All this talk about fear has gotten me scared.  I mean COME ON after reading a handful of articles about writer’s who ate only raw food or fast food for a month, or worked in an Alzheimer’s care facility, I started to ask myself, “Do I have the balls to be a writer?”

What does it take to be a writer?  What does it take to do anything we dream of doing for that matter?

Sure there’s talent, skill, experience, luck…Wait, I just watched Oprah today and ventriloquist Terry Fator said luck had nothing to do with his recent multimillion dollar contract with the Mirage Hotel in Vegas. This sucks because I was really hoping to at least get 1 out of 4.

But seriously if it ain’t luck and I’m too much of a chicken to eat tasteless food or take care of Alzheimer’s patients, then what good am I?

If you’re asking yourself the same questions and are thinking “what’s the use in trying,” I’d say think again.  Sure there may be hundreds of thousands-even millions-of people trying to do what you do, but there is also no one else in the world like you.  The best way to transform your dreams into a reality is to find something you are truly passionate about and don’t stop trying.

When I think back on my life as a young girl from a small island, I never would have believed that I would one day travel to Italy and Greece or see my name in a book or a magazine.  I’m sure you have your own story too.  We all need to believe that we were put on this earth for a purpose.  That our individualities, our quirkiness, what makes others think we’re weird, is all part of what makes us unique.  Let’s celebrate that instead of spending time hiding it!

Oprah has said countless times that we should embrace who we are and be good at that instead of trying to be someone else.  I agree and think that courage comes when we let go of the crutches that give us a false sense of security, a pseudo protection from the world.  We need to let go, risk failing and falling hard to grow, hope and dream.

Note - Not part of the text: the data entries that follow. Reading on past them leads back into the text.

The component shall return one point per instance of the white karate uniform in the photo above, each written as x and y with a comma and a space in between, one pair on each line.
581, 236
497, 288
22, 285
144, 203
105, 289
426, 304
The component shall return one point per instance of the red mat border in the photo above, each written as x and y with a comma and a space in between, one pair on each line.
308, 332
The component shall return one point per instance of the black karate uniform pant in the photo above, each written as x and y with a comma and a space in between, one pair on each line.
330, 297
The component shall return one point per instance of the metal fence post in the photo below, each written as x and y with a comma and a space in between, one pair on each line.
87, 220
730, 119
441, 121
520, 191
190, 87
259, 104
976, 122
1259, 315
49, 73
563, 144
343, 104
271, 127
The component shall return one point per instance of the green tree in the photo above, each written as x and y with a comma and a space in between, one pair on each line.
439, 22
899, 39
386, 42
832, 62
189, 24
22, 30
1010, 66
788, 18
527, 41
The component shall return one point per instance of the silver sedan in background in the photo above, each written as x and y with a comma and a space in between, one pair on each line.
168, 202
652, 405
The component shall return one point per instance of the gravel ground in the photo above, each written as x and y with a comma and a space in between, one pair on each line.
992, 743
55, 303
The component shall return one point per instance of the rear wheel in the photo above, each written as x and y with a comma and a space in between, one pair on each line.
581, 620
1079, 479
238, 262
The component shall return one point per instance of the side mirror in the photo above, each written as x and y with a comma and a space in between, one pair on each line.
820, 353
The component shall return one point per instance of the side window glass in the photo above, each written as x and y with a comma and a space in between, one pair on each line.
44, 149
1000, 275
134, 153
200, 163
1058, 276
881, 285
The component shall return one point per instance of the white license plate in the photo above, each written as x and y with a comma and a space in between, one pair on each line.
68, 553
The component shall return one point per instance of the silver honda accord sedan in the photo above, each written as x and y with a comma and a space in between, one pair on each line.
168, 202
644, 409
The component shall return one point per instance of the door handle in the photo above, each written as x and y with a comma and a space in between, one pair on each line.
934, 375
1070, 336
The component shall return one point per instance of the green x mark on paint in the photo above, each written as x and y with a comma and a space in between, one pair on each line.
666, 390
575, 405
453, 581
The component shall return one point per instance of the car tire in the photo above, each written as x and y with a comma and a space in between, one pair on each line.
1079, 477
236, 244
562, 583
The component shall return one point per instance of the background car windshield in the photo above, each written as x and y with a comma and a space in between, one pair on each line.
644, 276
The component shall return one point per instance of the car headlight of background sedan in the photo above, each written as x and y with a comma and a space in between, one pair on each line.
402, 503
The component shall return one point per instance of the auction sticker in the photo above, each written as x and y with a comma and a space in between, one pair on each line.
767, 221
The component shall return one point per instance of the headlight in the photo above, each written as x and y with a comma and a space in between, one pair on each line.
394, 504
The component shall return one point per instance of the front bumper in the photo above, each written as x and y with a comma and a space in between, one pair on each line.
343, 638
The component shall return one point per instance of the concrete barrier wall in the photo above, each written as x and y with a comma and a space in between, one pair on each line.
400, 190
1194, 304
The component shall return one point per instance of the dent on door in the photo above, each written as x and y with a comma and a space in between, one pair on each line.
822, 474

When I was in middle school, probably my most hated time in life, all I wanted was to be like everyone else.  Now in my thirties, I am a cheerleader for my differences.  The more different, the better!  That’s why I think that although I might not have the courage to do any great feat, I can write because I can do one thing right-believe.  Belief in yourself can get you everywhere.  Although you need to talent, a bit of luck and experience to push you through, you can’t go very far unless you believe that you can.

So here’s hoping that with every new endeavor, you carry a stroke of luck, a gift of talent and skill, that you befriend courage and hold belief close to your heart.  That, my friend, is the balls you need to get you through any scary obstacle toward your dreams.